New Report: A Vision for Mental Health Reform
Cultivating an effective “Continuum of Care” for serious mental illness
NEW YORK, NY – Americans have a more negative view of the mentally ill than decades before; headlines about suicides and overdoses, mass shootings, and psychotic episodes on public transit only serve to exacerbate public perception. Meanwhile, our mental health-care system’s inability to address serious mental illness means those individuals afflicted by such conditions burden other public programs and systems, such as criminal justice and transit, and pose threats to public order in communities across the country.

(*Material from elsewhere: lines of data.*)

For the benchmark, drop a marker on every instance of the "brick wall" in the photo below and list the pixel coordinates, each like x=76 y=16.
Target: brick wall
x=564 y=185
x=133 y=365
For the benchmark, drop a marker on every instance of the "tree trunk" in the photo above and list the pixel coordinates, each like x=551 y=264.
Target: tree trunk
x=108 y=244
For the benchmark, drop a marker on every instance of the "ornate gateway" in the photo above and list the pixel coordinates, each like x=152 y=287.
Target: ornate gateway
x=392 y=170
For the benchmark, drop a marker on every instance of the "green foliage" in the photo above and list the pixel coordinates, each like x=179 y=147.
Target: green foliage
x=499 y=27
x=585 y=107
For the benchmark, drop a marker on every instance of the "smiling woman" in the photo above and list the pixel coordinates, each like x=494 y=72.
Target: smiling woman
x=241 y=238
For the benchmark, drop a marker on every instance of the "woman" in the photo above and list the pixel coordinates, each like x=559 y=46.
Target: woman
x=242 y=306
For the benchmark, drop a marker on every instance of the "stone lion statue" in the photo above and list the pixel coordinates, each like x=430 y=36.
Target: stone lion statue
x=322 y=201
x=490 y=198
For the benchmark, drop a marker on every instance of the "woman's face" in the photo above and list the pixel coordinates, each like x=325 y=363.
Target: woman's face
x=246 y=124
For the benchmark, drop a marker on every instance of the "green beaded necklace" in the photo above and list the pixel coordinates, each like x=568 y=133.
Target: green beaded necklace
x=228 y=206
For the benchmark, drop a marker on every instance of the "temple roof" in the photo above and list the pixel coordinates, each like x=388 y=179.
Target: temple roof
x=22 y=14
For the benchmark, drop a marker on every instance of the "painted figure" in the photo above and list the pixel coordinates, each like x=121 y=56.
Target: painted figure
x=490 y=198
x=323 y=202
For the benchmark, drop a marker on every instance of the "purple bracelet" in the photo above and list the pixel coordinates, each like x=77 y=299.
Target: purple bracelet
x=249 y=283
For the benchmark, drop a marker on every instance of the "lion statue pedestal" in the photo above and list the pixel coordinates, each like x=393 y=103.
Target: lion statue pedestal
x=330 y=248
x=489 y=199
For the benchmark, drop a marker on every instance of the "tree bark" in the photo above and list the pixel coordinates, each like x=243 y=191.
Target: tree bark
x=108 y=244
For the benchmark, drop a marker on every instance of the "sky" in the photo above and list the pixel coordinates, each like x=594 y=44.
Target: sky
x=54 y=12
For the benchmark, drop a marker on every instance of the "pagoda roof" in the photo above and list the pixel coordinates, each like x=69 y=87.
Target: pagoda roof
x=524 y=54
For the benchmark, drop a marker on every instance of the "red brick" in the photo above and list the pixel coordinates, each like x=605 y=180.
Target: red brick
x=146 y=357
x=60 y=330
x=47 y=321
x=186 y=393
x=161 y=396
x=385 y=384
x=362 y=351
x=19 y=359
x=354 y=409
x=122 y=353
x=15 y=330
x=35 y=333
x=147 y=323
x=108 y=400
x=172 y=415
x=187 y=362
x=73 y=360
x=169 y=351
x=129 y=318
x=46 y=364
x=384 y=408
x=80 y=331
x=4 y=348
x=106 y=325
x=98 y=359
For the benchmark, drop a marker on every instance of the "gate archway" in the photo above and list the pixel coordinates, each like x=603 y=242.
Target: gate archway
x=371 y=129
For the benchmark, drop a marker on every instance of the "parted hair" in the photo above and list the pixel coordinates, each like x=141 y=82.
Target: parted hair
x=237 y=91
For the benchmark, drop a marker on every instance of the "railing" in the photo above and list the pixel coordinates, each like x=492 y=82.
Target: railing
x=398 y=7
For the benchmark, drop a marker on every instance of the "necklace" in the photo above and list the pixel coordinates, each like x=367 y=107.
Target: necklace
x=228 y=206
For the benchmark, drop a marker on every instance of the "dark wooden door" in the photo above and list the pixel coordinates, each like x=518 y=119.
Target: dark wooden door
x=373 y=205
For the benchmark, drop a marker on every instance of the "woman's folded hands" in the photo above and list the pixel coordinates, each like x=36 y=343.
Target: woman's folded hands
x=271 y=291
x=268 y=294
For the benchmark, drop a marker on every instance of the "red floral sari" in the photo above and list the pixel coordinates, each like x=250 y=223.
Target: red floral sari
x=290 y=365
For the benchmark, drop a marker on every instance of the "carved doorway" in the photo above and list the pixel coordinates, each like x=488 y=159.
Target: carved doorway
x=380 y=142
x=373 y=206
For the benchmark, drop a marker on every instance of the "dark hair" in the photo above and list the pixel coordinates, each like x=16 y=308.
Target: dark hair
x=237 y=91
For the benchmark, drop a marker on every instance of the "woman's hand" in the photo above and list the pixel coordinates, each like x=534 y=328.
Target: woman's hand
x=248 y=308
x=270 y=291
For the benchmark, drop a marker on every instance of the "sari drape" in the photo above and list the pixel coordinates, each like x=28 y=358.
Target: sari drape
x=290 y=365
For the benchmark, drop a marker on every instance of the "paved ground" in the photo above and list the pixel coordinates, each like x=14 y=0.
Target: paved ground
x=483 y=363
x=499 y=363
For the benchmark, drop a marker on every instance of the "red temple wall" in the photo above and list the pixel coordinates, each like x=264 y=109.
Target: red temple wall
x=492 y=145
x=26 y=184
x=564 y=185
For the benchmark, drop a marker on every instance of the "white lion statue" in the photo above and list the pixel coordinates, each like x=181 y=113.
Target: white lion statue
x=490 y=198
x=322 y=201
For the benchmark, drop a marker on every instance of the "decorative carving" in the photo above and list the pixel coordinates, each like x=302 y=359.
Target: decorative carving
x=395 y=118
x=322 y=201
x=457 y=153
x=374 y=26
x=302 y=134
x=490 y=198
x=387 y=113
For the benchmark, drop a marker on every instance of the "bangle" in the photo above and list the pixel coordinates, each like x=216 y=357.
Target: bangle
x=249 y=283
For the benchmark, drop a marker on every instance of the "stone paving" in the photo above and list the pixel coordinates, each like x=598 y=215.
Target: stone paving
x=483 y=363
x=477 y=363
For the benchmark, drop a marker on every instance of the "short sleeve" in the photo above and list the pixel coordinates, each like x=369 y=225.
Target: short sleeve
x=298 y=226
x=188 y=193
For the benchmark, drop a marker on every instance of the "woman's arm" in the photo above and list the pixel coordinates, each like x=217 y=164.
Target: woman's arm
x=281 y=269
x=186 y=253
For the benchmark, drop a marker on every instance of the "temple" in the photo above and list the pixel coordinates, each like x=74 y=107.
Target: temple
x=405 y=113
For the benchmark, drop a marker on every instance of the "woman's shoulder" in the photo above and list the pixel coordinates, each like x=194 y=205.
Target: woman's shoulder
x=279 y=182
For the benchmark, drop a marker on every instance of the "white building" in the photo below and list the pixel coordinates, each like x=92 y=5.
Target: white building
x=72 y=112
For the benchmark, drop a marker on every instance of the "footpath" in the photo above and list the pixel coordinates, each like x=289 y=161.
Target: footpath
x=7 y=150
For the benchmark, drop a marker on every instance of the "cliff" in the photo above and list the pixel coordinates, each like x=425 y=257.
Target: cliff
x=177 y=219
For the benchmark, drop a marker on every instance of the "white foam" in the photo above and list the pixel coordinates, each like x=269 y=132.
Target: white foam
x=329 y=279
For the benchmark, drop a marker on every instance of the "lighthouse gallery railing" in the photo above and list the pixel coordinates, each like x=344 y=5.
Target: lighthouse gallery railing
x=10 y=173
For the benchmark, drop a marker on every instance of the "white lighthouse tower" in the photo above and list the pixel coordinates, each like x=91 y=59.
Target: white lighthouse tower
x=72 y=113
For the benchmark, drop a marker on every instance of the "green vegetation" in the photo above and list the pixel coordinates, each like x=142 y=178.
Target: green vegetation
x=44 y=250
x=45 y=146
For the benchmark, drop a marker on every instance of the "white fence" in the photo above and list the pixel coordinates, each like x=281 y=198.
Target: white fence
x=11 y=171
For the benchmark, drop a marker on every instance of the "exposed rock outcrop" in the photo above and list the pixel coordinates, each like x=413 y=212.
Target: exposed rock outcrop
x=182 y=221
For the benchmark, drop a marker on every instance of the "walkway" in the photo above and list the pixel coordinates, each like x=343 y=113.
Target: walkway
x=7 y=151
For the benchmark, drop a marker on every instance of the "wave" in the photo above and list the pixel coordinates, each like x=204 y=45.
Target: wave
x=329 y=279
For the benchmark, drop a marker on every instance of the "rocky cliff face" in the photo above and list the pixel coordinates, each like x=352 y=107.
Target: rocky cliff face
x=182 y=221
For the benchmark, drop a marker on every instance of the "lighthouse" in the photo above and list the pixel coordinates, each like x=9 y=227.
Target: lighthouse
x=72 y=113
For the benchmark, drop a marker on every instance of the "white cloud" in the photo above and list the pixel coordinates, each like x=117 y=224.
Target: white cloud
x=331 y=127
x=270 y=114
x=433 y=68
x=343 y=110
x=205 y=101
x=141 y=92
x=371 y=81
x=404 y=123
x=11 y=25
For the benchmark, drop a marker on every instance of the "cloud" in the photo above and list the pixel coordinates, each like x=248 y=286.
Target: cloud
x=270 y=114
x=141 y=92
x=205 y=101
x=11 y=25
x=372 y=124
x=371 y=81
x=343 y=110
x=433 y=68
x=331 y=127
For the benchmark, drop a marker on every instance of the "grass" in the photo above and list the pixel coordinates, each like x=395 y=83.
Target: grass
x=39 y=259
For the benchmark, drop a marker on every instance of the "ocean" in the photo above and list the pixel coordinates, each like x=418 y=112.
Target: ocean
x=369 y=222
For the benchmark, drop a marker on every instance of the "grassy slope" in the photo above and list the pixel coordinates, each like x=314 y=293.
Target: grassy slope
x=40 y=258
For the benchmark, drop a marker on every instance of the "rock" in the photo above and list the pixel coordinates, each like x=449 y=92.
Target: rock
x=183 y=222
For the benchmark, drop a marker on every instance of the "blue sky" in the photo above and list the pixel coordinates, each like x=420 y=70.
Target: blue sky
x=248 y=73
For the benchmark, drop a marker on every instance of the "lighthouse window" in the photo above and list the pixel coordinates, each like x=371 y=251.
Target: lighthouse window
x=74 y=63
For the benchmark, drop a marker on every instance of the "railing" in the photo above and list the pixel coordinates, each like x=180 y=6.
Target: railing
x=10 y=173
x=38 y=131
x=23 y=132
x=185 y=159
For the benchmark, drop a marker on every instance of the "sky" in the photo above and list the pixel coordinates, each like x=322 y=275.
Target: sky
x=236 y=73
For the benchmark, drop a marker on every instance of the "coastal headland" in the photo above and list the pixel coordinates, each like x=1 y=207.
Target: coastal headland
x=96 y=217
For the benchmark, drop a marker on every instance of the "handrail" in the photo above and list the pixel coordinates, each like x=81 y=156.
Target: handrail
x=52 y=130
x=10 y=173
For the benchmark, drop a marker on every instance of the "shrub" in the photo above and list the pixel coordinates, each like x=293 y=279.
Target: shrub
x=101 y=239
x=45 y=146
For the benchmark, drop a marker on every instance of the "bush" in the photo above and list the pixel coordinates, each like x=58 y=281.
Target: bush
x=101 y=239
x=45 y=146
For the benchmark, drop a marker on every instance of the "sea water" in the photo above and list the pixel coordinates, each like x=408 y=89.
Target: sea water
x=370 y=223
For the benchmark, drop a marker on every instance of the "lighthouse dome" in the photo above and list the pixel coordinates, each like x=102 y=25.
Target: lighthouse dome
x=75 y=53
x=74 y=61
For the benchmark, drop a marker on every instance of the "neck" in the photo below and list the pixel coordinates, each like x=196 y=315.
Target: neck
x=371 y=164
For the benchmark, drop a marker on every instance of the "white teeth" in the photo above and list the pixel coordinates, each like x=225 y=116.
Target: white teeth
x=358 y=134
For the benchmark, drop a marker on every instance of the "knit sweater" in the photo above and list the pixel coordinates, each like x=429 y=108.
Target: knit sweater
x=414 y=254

In a new report for the Manhattan Institute, senior fellow Stephen Eide and adjunct fellow Carolyn D. Gorman articulate a Continuum of Care to address this deficiency. This concept aims to develop a more effective mental health system that exercises greater responsibility over untreated serious mental illness by assisting individuals before, during, and after crisis.
Eide and Gorman describe the Continuum of Care concept as a system of programs and services that are community-based, community-oriented, and coordinated with one another to work toward, measure, and account for defined intended outcomes. Moreover, the framework is anchored in residential programs, understanding that people in mental crises require supervision to remain stable, which often, if not always, requires psychiatric hospital beds. This makes the drastic decrease in beds at public specialized hospitals – from a peak of 560,000 beds in the 1950s to 30,000 beds currently – an important concern.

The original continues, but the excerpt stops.